Check fraud is a low-tech and relatively easy crime to commit. The criminals steal checks from residential mailboxes or post office drop boxes. Then they “wash” them by removing the ink, selling the check, or writing in whatever they want.
Earlier this year, three members of the Senate committee on Banking, Housing, and Urban Affairs sent a letter to the American Bankers Association (ABA) warning that check washing “has become an elaborate and organized method of successfully scamming consumers and banks.”
“Consumers should not be left waiting for their accounts to be made whole again,” the senators wrote. “It is the responsibility of banks to properly address these concerns and to reimburse consumers in a timely manner.”
The ABA responded:
“We share the senators’ concern about the rise in check washing and look forward to detailing what ABA and our members are doing to protect consumers. We hope the senators will join our efforts to educate the public on how to avoid check fraud and also encourage the U.S. Postal Service, law enforcement and other stakeholders to work more closely with the industry to prevent these crimes from happening in the first place.”

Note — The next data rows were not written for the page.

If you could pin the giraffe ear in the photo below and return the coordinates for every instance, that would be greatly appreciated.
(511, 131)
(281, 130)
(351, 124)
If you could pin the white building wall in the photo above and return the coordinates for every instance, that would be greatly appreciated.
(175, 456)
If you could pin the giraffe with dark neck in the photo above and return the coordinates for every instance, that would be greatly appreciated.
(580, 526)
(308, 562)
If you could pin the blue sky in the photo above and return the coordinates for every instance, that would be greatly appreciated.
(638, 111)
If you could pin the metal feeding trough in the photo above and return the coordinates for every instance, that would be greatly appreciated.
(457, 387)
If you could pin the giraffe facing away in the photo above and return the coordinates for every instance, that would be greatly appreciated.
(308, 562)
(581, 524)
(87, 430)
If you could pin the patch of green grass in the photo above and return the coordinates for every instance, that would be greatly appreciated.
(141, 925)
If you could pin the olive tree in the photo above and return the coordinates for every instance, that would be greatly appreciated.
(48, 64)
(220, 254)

The Independent Community Bankers of America (ICBA) has been actively monitoring the increase in fraud and has issued a similar statement: “Policymakers should provide law enforcement and the U.S. Postal Inspection Service (USPIS) with the resources and incentives necessary to fight this issue at the source and help community banks work with the bank of first deposit to ensure that all participants of the check process are abiding by the proper laws and regulations to ensure funds are appropriately reimbursed.”
How can your bank help in preventing check fraud? The ICBA has the following recommendations:
- Train all front-line staff to spot forged and altered checks and other check scams. Stop the fraud as the bank of first deposit.
- Encourage customers to deliver checks in person when possible, and educate consumers about ACH options and other, more secure payment options.
- Check with customers to confirm checks.
- Review internal procedures for when the bank is the drawee and consider how to automate the process.
Despite the increased use of digital and electronic methods of payment, checks are not going away anytime soon. Understanding the vulnerabilities, vigilant monitoring and educating staff and customers will go a long way in stopping criminals from stealing from innocent victims.